- The Washington Times - Monday, October 3, 2016

Hillary Clinton on Monday assailed Republican Donald Trump as a tax cheat, lumping the billionaire in with embattled mega-bank Wells Fargo and casting both as part of a “rigged system” that’s crushing the middle class and exploiting consumers.

At a rally in the battleground state of Ohio, the former first lady alternated between taking shots at her opponent and excoriating Wells Fargo, which is under siege after revelations company employees opened thousands of new accounts without customers’ permission and then collected on fees associated with those accounts.

Mrs. Clinton’s speech came just a day after the New York Times revealed Mr. Trump may have avoided paying any federal income taxes for nearly two decades after declaring a $918 million loss in the mid-1990s. While there’s no direct connection between Mr. Trump’s taxes and the actions of Wells Fargo, Mrs. Clinton linked the two, saying they’re both clear examples of the rich and powerful taking advantage of everyone else.

“It is outrageous that eight years after a cowboy culture on Wall Street wrecked our economy, we are still seeing powerful bankers playing fast and loose with the law,” she said of Wells Fargo, before turning her attention to Mr. Trump.

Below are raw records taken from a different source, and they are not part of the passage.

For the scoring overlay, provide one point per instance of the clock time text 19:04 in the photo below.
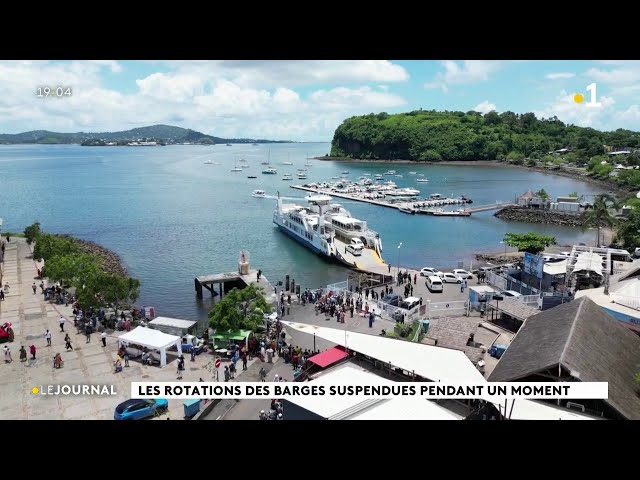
(45, 92)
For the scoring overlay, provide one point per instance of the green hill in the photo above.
(436, 136)
(161, 133)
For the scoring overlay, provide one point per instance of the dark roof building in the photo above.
(577, 341)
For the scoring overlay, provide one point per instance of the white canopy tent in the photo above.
(153, 340)
(588, 262)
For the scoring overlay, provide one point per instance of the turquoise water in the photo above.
(171, 217)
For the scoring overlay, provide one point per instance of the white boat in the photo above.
(327, 229)
(454, 213)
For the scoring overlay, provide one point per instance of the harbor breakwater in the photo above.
(535, 215)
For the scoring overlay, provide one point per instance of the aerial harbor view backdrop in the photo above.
(333, 223)
(165, 210)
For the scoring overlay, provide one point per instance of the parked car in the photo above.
(429, 271)
(510, 293)
(462, 273)
(448, 277)
(434, 283)
(141, 408)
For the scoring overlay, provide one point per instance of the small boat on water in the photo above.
(454, 213)
(407, 210)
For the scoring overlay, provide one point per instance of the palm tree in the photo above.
(599, 215)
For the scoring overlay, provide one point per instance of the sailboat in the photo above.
(268, 158)
(236, 168)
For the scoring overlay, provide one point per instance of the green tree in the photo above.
(70, 269)
(117, 290)
(599, 215)
(529, 242)
(48, 245)
(32, 232)
(239, 310)
(629, 230)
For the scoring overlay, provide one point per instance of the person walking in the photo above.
(7, 355)
(67, 342)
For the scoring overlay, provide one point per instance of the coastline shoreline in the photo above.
(619, 190)
(110, 260)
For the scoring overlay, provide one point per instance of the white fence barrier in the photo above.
(626, 300)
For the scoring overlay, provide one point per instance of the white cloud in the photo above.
(558, 76)
(466, 72)
(200, 96)
(631, 115)
(112, 64)
(485, 107)
(270, 73)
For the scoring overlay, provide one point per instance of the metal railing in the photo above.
(626, 300)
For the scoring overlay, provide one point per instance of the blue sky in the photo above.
(305, 100)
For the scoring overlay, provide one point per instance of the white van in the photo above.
(356, 247)
(434, 284)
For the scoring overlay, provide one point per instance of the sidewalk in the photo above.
(88, 363)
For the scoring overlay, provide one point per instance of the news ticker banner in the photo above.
(429, 390)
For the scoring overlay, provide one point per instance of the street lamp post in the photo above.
(505, 249)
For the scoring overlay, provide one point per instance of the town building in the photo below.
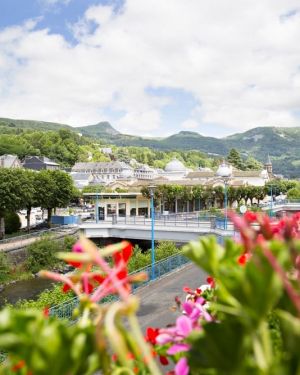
(39, 163)
(10, 161)
(174, 170)
(106, 171)
(144, 172)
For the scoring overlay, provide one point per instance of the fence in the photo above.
(24, 240)
(178, 220)
(64, 310)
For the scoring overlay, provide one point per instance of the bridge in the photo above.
(284, 206)
(179, 228)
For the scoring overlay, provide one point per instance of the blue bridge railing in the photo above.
(65, 310)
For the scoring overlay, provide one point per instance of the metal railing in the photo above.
(180, 220)
(19, 240)
(65, 310)
(281, 202)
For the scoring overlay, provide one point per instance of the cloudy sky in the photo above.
(152, 67)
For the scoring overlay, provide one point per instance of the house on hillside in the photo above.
(106, 171)
(10, 161)
(38, 163)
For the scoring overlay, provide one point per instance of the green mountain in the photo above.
(99, 130)
(282, 144)
(7, 123)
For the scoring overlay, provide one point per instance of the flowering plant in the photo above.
(244, 321)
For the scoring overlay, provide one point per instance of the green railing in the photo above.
(65, 310)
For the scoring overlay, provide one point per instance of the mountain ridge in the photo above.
(281, 143)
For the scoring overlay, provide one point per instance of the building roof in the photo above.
(175, 165)
(100, 165)
(43, 159)
(235, 173)
(6, 160)
(200, 174)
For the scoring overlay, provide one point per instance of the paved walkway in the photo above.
(158, 297)
(21, 242)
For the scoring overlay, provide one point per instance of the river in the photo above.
(24, 289)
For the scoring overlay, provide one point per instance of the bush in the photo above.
(141, 259)
(12, 222)
(4, 267)
(69, 241)
(47, 298)
(41, 254)
(294, 193)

“And then in a category by himself there’s Donald Trump,” she continued. “It doesn’t look like he paid a dime of federal income tax in two decades … Trump represents the same rigged system he claims he’s going to change. The whole story tells us everything we need to know about how Trump does business.”

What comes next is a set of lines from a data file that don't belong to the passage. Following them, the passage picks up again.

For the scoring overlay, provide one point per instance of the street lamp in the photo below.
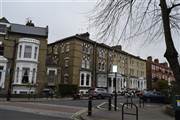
(114, 69)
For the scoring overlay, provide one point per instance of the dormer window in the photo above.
(2, 29)
(27, 52)
(1, 49)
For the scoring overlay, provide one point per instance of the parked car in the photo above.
(99, 93)
(151, 96)
(47, 92)
(77, 95)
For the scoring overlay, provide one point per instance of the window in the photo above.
(33, 75)
(25, 75)
(1, 49)
(17, 74)
(20, 49)
(83, 63)
(35, 52)
(27, 51)
(2, 29)
(67, 47)
(1, 68)
(66, 62)
(87, 79)
(82, 79)
(62, 48)
(109, 82)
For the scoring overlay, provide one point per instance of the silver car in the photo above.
(99, 93)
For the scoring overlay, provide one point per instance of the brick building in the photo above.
(157, 71)
(22, 56)
(79, 60)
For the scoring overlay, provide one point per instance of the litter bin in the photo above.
(176, 103)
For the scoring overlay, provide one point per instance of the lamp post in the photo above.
(115, 92)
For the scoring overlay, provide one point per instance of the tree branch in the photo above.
(173, 6)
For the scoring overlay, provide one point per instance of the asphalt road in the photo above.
(15, 115)
(84, 102)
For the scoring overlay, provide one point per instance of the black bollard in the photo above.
(115, 101)
(109, 107)
(177, 114)
(131, 100)
(90, 106)
(139, 102)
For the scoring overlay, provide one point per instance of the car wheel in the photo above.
(99, 97)
(148, 100)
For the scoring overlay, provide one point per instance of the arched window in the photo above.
(82, 79)
(17, 74)
(87, 79)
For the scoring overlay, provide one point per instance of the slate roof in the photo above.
(17, 28)
(4, 20)
(24, 29)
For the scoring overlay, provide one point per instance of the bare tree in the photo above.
(149, 19)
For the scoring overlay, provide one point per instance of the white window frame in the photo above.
(27, 54)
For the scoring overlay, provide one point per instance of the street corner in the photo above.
(80, 115)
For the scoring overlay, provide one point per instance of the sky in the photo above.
(69, 17)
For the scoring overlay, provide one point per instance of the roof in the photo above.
(85, 37)
(4, 20)
(23, 29)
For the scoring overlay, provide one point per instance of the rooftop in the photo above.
(25, 29)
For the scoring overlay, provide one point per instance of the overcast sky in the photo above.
(69, 17)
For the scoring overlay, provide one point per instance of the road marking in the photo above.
(99, 106)
(77, 114)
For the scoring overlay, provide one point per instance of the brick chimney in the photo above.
(118, 47)
(149, 58)
(84, 35)
(156, 60)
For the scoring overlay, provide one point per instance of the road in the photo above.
(65, 109)
(15, 115)
(82, 102)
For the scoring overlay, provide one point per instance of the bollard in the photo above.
(109, 107)
(90, 106)
(177, 114)
(139, 102)
(115, 101)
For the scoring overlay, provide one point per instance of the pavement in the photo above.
(60, 111)
(100, 112)
(149, 112)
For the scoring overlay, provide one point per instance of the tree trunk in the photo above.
(171, 54)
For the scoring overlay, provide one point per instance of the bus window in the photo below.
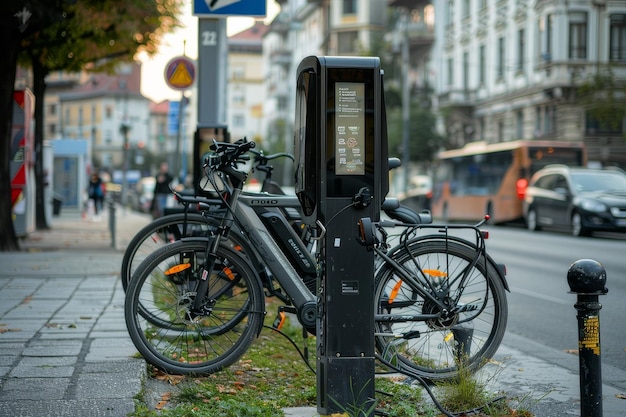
(491, 179)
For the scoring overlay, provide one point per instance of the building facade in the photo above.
(511, 69)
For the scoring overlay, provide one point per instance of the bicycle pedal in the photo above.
(279, 321)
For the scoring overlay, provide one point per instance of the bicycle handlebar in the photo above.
(225, 153)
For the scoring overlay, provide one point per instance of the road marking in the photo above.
(540, 296)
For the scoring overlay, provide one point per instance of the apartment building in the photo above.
(510, 69)
(303, 28)
(106, 110)
(246, 83)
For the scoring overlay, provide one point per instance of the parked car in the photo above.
(581, 199)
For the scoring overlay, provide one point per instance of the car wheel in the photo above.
(577, 225)
(531, 220)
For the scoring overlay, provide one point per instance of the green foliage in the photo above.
(603, 97)
(424, 141)
(94, 34)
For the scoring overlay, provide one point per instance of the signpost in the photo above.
(180, 74)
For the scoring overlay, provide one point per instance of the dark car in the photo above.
(581, 199)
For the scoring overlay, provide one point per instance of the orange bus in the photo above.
(482, 178)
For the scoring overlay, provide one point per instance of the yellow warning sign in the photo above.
(180, 73)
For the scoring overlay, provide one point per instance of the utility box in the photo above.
(342, 176)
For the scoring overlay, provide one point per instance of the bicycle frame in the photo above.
(419, 282)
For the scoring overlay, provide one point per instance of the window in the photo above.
(593, 126)
(481, 65)
(521, 49)
(349, 6)
(545, 38)
(466, 70)
(538, 131)
(450, 13)
(578, 35)
(500, 62)
(466, 8)
(481, 127)
(238, 72)
(281, 104)
(239, 120)
(549, 119)
(617, 42)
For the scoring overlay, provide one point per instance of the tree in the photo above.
(603, 97)
(65, 34)
(424, 139)
(96, 35)
(18, 20)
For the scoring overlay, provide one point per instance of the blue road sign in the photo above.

Mrs. Clinton added that Mr. Trump “was taking from America with both hands and leaving the rest of us with the bill” by making huge profits for himself while writing off losses and paying no taxes.

But the Trump campaign quickly fired back, accusing Mrs. Clinton of blatant hypocrisy in her accusations against Wells Fargo. The Clinton campaign has accepted at least $258,351 in donations from employees of Wells Fargo, campaign finance records show, and the Clinton Foundation also has accepted between $1,000 and $5,000 from the bank’s community support campaign.

Mrs. Clinton’s corporate ties have long been a thorn in her side politically, and have left many progressives skeptical of her ability and willingness to reform Wall Street. The former secretary of state also accepted hundreds of thousands of dollars for paid speeches to Goldman Sachs and has refused to release transcripts of those speeches.

Still, she maintains that she’s fully committed to taking on wealthy special interests, including those in the banking and corporate sectors.

“Today I want to send a clear message to every board room, every executive suite across America: If you scam your customers, exploit your employees, pollute our environment or rip off taxpayers, we will find ways to hold you accountable,” she said.